The query parser (which may be the pivotal component here) is using the parse(String query, ...) method as defined here.

Now, it may be the way in which the query parser is constructed, but I am not sure since I for the most part simply copied the indexing and search strategy from a previous bachelor project that this one builds on. If you can send me the .zip of your dataset, and some example queries and a description of what the expected search results are, then I can investigate further and try and fix the issue this evening.

wmeijer221 commented 2 years ago

I uploaded the data set + queries here: link. You'll need your RuG account to access it. Mohamed shared this data set with me; It's the same one you shared with him (iteration 3, I believe; not sure though, since I renamed it). All of the queries I added shouldn't be returning any mails with "VOTE" in them. Yet, they do.
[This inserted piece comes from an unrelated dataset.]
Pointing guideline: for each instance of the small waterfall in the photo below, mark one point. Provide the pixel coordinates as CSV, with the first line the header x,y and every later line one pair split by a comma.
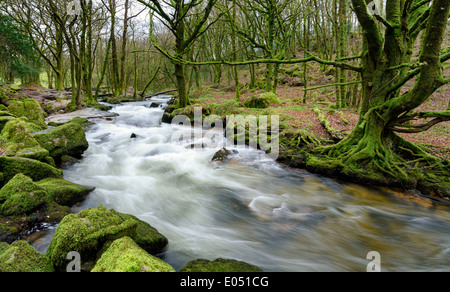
x,y
251,208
andrewlalis commented 2 years ago

@wmeijer221 I think I have found and fixed the issue. You can try it out with version 1.4.5 of the browser app.

Just a side-note: I wasn't able to access the drive link you sent, even when attempting to access it from my a.lalis@student.rug.nl account. But anyways, when I used my iteration-3 dataset and the query issue -subject:"VOTE", I don't see any results whose subject contains the VOTE string, and using +subject:"VOTE" gives the inverse results, as expected.

For documentation's sake, this change seems to have fixed it; apparently there's some nuance in the different Field classes.

Please let me know if there are still issues, and if not, you can go ahead and close this issue.

andrewlalis commented 2 years ago

Actually I just noticed and merged your PR for improved HTML detection, so make that version 1.4.6.

wmeijer221 commented 2 years ago

Oeh, my bad for Drive. This one should work: link.

I don't think it's completely resolved yet. In the image you can see I've used a query that should exclude VOTE, however, the mail I selected does still have VOTE in it. Similarly to the queries I added to the drive example, I tried with wildcards etc., but that doesn't seem to change anything.

image

andrewlalis commented 2 years ago

Ah, I forgot to mention, you need to rebuild your dataset indexes using the new browser version. Open your dataset in the browser app, then go to File > Regenerate Indexes. This is necessary because the underlying issue was caused by an error I made when indexing the subject field (I think that in old versions I did not include this in the index at all).

wmeijer221 commented 2 years ago

Solved! Thanks Andrew!